Can anybody explain the behaviour of the following code?

1. Why do we have b = 3 in the first case, i.e. b2 == &d is true?
2. Why is it ok in Case 2? I have printed the addresses of b2 and d, and they are different.

#include <iostream>

using namespace std;

class A
{
public:
    A() : m_i(0) { }

protected:
    int m_i;
};

class B
{
public:
    B() : m_d(0.0) { }

protected:
    double m_d;
};

class C
    : public A
    , public B
{
public:
    C() : m_c('a') { }

private:
    char m_c;
};

int main()
{
    C d;
    B *b2 = &d;

    cout << &d << endl;
    cout << b2 << endl;

    const int b = (b2 == &d) ? 3 : 4; ///Case1: b = 3;
    const int c = (reinterpret_cast<char*>(b2) == reinterpret_cast<char*>(&d)) ? 3 : 4; //Case 2:  c = 4;

    std::cout  << b << c << std::endl;

    return 0;
}

Answer 1

d is of type C. When you convert a pointer to C to a pointer to B, it is adjusted so that it points to the B subobject of C (such ajustement is needed in general with multiple inheritence, if none was needed for B, there would be one for A as C inherit from both A and B). Thus at the assignation and comparison time, the adjustment is done.
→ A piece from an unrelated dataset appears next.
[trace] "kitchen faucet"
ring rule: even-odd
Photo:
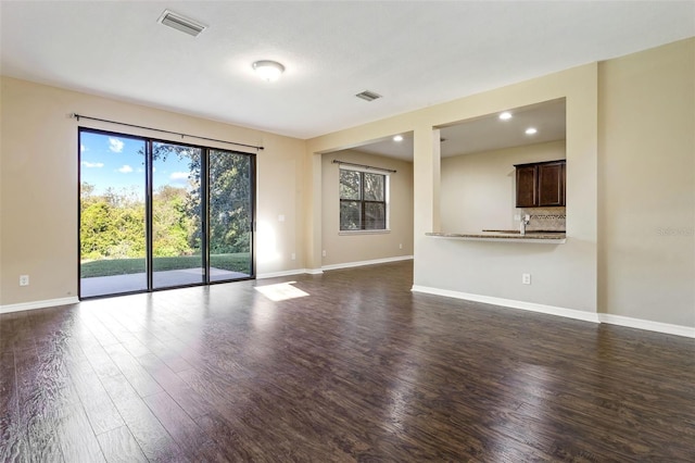
[[[521,235],[526,235],[526,226],[531,222],[531,216],[529,214],[525,214],[521,217],[521,222],[519,222],[519,233]]]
At the two other times, &d is converted to either void* (implicitly) or char* (with a reinterpret_cast) and no adjustment is done (you asked explicitly for no adjustment with the reinterpret_cast and there is no reason to do an adjustment when converting to void*, it would just complicate the round trip for no good reason, you'd again have an similar result for A) so the representation is different.

BTW, if you had used reinterpret_cast<B*>(&d), no adjustment would have been made again, but using the result as a B* would have lead rapidly to problems.

Answer 2

In case 1, the comparison automatically casts the C pointer to a B pointer. In this case, this means that the actual address changes, since you use multiple inheritance and B is second in your list of base-classes. To be more specific, the pointer has to be offset by (at least) sizeof(A). In the second case, however, no such automatic conversion is performed, so the "A prefix" makes the two pointers unequal.